The first time I ever heard the Shaggs was their hit “My Pal Foot Foot”.  Maybe hit is an exaggeration. Only a hundred copies were pressed in 1969 and though some were sent to radio stations (seriously) rock stardom eluded them. By the time I heard their record (at a party, though I can’t remember where) it would have been late into the second Shaggs revival, circa early 80’s (the first Shaggs revival was in the seventies, when Frank Zappa would play them on the Dr. Demento show and said they were better than the Beatles.) I remember distinctly that hearing “My Pal Foot Foot” was an unsettling experience. I couldn’t figure them out at all. I knew they had been a real band yet they were obviously from another planet or at least a long dead civilization. Maybe this is what they listened to in Atlantis as it slipped into the sea. Even the song’s title was disturbing. Like what the hell was a foot foot? Later I discovered it was a cat, which didn’t help things. Who names their cat Foot Foot? Even linguistically it’s wrong. I mean what part of Indo-European don’t they understand? The whole thing was so wrong and bewildering, all of it.
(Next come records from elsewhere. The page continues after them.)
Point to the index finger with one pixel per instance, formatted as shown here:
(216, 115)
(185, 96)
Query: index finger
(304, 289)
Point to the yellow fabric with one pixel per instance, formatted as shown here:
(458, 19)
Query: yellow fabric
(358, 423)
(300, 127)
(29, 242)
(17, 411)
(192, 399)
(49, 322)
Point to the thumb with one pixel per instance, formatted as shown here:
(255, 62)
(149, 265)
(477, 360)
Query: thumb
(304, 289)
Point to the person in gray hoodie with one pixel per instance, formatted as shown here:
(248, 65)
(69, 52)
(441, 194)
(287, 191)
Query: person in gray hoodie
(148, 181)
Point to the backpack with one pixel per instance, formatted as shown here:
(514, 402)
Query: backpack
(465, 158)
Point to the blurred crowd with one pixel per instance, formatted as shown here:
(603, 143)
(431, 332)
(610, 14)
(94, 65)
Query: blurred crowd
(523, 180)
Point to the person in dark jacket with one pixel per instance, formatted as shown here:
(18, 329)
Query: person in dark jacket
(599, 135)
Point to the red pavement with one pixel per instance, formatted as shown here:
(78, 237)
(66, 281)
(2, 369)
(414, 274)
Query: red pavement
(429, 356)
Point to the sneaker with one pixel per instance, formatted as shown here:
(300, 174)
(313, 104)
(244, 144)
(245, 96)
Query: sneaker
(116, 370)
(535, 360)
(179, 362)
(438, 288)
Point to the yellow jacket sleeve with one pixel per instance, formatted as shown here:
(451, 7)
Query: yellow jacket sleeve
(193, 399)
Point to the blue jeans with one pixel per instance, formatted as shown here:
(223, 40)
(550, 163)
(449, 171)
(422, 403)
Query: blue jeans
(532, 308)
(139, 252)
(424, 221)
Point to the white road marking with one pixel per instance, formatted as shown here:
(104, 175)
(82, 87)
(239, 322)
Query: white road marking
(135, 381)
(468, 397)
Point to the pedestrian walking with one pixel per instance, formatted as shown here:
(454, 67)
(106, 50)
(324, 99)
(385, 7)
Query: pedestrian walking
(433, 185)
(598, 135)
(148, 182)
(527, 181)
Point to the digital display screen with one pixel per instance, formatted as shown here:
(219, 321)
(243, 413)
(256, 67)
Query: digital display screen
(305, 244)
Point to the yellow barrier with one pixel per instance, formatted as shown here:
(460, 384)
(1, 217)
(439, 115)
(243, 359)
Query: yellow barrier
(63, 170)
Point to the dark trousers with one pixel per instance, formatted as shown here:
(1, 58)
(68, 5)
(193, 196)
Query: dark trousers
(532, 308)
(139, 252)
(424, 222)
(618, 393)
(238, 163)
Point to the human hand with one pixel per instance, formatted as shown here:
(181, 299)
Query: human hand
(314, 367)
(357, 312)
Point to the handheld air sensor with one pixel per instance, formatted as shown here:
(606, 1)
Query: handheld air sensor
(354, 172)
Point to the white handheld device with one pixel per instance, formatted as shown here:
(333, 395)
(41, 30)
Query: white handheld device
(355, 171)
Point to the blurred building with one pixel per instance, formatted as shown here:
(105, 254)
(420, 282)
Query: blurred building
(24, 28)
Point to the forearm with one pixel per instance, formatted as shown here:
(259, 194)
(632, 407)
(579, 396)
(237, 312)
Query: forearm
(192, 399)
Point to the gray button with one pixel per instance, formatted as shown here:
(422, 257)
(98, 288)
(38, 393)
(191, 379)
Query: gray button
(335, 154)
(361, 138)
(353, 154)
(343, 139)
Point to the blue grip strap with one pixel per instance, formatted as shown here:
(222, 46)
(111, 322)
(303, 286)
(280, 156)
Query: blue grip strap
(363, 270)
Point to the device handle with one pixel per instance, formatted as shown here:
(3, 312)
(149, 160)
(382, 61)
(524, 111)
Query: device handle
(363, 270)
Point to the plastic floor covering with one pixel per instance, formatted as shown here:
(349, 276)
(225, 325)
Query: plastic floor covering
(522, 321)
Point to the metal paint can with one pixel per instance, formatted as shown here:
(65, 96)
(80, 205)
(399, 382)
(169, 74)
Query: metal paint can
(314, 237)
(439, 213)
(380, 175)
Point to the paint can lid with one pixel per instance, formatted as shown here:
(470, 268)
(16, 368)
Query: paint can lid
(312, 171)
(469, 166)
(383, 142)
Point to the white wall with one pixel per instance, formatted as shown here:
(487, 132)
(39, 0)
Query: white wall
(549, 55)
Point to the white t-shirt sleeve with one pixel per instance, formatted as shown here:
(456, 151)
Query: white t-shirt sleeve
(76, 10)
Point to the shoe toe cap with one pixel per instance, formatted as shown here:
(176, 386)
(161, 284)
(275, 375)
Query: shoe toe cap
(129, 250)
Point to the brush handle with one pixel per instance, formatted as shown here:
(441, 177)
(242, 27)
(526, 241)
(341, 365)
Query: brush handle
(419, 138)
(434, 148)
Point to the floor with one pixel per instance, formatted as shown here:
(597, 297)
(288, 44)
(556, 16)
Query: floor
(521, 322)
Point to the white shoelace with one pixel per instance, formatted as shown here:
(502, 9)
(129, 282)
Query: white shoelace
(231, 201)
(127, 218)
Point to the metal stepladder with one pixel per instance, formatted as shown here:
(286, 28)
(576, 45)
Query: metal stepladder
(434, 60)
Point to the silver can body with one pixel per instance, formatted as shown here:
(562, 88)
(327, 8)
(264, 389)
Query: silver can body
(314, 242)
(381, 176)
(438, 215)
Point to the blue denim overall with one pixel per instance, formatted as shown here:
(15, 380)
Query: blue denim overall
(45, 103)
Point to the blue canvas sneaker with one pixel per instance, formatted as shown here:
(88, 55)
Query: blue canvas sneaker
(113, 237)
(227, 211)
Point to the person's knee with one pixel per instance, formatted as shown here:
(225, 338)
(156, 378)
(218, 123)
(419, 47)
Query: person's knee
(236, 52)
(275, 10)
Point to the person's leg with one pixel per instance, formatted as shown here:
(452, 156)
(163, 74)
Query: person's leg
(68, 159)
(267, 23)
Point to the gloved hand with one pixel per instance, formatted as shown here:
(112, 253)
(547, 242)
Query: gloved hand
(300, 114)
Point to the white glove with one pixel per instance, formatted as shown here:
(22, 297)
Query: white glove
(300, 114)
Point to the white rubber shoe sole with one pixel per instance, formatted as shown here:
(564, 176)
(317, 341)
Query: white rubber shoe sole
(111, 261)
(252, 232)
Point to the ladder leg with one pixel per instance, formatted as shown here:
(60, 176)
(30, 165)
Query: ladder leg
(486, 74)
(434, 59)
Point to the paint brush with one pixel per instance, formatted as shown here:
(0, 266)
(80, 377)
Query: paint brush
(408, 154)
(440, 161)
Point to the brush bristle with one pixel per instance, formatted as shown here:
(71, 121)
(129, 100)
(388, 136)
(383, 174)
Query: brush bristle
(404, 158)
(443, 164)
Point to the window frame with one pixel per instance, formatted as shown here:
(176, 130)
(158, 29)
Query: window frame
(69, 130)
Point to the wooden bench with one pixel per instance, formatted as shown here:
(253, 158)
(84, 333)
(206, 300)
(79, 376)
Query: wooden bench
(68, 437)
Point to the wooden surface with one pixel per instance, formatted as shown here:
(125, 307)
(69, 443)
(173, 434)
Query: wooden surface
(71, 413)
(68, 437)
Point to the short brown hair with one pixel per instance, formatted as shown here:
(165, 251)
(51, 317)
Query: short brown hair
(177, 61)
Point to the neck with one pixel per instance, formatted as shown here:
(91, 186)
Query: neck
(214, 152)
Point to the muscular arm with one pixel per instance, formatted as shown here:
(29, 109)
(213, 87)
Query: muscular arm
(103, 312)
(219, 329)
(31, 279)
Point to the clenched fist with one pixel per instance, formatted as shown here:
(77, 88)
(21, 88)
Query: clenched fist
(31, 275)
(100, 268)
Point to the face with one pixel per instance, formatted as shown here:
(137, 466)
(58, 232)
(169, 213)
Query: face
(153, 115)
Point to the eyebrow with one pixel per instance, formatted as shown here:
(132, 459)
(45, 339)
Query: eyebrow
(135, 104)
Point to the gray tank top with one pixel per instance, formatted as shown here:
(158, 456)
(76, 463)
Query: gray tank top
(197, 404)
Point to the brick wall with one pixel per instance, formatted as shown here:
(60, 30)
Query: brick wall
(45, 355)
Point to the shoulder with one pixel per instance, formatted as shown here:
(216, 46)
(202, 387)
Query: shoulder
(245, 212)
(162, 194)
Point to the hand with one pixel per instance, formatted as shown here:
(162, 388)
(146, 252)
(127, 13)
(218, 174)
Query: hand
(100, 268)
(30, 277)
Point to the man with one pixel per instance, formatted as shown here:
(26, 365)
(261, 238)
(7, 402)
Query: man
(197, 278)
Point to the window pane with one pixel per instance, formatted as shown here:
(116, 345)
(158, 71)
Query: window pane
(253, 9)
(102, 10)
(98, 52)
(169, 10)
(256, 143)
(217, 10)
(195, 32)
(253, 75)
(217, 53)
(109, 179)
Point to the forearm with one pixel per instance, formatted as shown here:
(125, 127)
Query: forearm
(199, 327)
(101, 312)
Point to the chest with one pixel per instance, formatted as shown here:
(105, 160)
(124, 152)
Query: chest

When I first heard Trout Mask Replica (recorded the same year as “My Pal Foot Foot”, actually, in 1969) it was all wrong, but it was smart and intellectual and deliberate. Captain Beefheart made sense once you got it. There was a logic, a method. Musicians could play it. But “My Pal Foot Foot”?

So I never did pick up the album, Philosophy of the World. (Philosophy of the World?) I was fascinated and repelled at the same time, like watching the Crumb documentary. I don’t think I ever heard anything that helped me put it into context until I picked up a mess of CDs of Indonesian music and discovered their own meter free music. And while the Shaggs weren’t actually meter free–they just couldn’t play together, and their songs lurched and stalled like a dying carburetor—they might have been huge in certain parts of Indonesia. Foot Foot would have even made linguistic sense there. (What morphologists call reduplication—repeating a word to make another word, like foot into foot foot—doesn’t sound weird at all to an Indonesian.) Somehow that made me feel better.

Still, though, I’d rather not think about it.